11.1.1 Text Basics Roadmap: Tokens, Cleaning, Representation

Text is not naturally computable. Before classification, extraction, summarization, or QA, you need to turn raw text into stable units and features.

See the Text Pipeline First

Text basics chapter learning flowchart

Text to task pipeline diagram

NLP task output map

The first habit is to ask: what is the input text, what is the task, and what output shape should the system produce?

Run a Token and Vocabulary Check

text = "RAG answers need citations"
tokens = text.lower().split()
vocab = {token: index for index, token in enumerate(sorted(set(tokens)))}
ids = [vocab[token] for token in tokens]

print("tokens:", tokens)
print("ids:", ids)
print("vocab_size:", len(vocab))

Expected output:

tokens: ['rag', 'answers', 'need', 'citations']
ids: [3, 0, 2, 1]
vocab_size: 4

If tokenization is unstable, every downstream task becomes unstable too.

Learn in This Order

Step	Read	Practice Output
1	NLP task map	Match classification, labeling, extraction, QA, summarization
2	Preprocessing	Normalize text, split tokens, handle noise and boundaries
3	Text representation	Build tokens, ids, vocabulary, sparse features, or vectors

Evidence to Keep

Keep this page’s proof of learning as a small evidence card:

Raw Text: original examples before cleaning or tokenization
Processed Text: cleaned text, tokens, normalization notes, and removed items
Task Boundary: classification, extraction, retrieval, generation, or QA output
Failure Check: lost meaning, bad token split, language issue, or ambiguous label
Expected Output: before/after text samples plus token or representation output

Pass Check

You pass this chapter when you can take raw text, tokenize it, explain the task output shape, and save one preprocessing example in your project notes.
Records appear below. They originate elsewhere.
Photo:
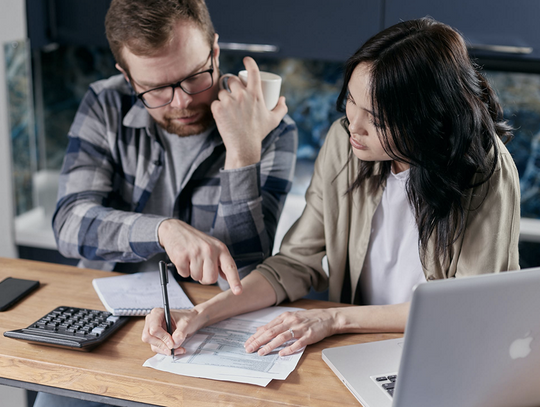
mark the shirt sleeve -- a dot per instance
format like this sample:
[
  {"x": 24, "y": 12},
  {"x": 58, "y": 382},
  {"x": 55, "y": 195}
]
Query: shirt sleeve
[
  {"x": 85, "y": 223},
  {"x": 252, "y": 199}
]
Check reasoning and explanation

A passing answer starts from the text unit and output type: token, span, sentence label, sequence, embedding, or generated text.
The evidence should include a small dataset example, model or pipeline choice, metric, and at least one inspected error case.
A good self-check distinguishes preprocessing issues from model issues, such as tokenization mistakes, label ambiguity, data imbalance, or hallucinated generation.